Nas suas conversas com Pedro Camacho, Varguitas ouve-o atentamente a explicar em que consiste a sua "grande arte", quais devem ser as estratégias a seguir e os pontos a considerar por um criador de enredos. Apesar do tom irónico usado por Vargas Llosa, em momento algum ele põe em causa o genuíno interesse do jovem (ele próprio) pelo "escrevedor" de radionovelas, mostrando uma atitude descomplexada, dando mesmo a entender que algumas indicações dadas por Pedro Camacho lhe foram úteis na sua vida de escritor (que outro vencedor de Nobel confessaria tal coisa?).
Porém, ainda mais empolgante que as radionovelas, se revela a vida de Varguitas, que se apaixona por uma tia divorciada e catorze anos mais velha do que ele. Na verdade, ela é apenas irmã de uma sua tia por casamento, mas, na mentalidade sul-americana da altura, eles são, para todos os efeitos, parentes chegados. Divorciada de fresco, causando incómodo na família, a tia Júlia, bonita e elegante nos seus trinta e poucos anos, passa uma temporada em Lima, em casa da irmã e do marido desta, os tios de Marito, onde ele almoça frequentemente. O jovem já não via a tia Júlia desde a infância e a atração entre eles é imediata.
Os dois acabam por iniciar um namoro que, ao ser descoberto, causa grande escândalo. Perdidamente apaixonado, Varguitas, apesar do medo que tem do pai (por ele confessado) e de ser menor (até aos vinte e um anos), acaba por pedir a tia em casamento. E ela aceita. Ora, Marito não pode casar sem autorização expressa do temido progenitor e, na procura de um alcaide que feche os olhos a tal requesito, a tia Júlia e ele vivem uma série de peripécias que nada ficam a dever aos enredos radionovelescos de Pedro Camacho.
Vargas Llosa faz assim um interessante paralelo entre essa época da sua vida e os guiões de Pedro Camacho, numa espécie de homenagem a esses criadores de radionovelas, dos quais já ninguém se lembra, mas que entretiveram as famílias durante décadas. Além disso, e depois de chegar à conclusão de que «toda a gente sem excepção podia ser tema de conto» (p. 224), Vargas Llosa intui que a vida real, a fonte de inspiração de qualquer escritor, ou "escrevedor", pode enveredar por caminhos tão absurdos e intrincados como um enredo de folhetim. Tudo depende da maneira como se escreve.

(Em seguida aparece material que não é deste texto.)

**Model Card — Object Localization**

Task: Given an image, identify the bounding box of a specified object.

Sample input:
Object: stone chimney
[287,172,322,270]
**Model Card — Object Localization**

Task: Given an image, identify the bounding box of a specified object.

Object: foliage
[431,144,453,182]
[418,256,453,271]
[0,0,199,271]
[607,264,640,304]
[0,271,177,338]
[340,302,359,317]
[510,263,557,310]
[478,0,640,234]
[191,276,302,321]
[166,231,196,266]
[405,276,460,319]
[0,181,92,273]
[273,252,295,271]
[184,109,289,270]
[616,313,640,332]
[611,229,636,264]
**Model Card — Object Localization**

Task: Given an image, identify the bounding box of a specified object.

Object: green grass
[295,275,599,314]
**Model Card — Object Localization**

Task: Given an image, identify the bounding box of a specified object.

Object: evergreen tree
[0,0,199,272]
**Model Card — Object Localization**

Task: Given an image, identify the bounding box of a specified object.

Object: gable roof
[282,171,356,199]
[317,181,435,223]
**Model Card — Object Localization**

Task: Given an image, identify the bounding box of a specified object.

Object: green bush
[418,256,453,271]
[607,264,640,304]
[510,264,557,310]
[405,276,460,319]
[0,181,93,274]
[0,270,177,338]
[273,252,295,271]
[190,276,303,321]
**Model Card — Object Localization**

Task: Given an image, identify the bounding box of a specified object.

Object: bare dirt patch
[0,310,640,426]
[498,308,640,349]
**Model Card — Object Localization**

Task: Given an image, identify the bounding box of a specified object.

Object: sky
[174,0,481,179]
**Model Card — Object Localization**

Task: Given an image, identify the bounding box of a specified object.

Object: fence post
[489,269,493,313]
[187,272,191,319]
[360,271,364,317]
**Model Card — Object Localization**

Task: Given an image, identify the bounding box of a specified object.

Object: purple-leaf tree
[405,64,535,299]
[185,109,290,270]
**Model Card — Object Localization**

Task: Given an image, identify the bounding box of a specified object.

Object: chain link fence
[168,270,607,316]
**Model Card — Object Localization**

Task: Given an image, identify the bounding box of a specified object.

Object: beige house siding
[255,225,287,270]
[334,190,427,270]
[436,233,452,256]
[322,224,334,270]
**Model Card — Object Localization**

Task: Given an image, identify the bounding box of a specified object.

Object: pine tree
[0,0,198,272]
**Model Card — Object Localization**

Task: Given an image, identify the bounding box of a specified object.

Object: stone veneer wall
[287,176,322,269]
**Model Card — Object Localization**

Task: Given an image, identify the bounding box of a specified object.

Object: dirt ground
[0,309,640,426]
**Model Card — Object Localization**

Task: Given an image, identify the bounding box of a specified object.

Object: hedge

«Na manhã seguinte, horas antes de tomar o avião, entrevistei-o num salãozinho do Hotel Bolívar. Deixou-me perplexo comprovar que era menos inteligente que os touros que lidava e quase tão incapaz como eles de expressar-se através da palavra. Não conseguia construir uma frase coerente, nunca acertava nos tempos verbais, a sua maneira de coordenar as ideias fazia pensar em tumores, em afasia, em homens-macacos. A forma era não menos extraordinária que o fundo: falava com uma pronúncia infeliz, feita de diminutivos e apócopes, que matizava, durante os seus frequentes vazios mentais, com grunhidos zoológicos».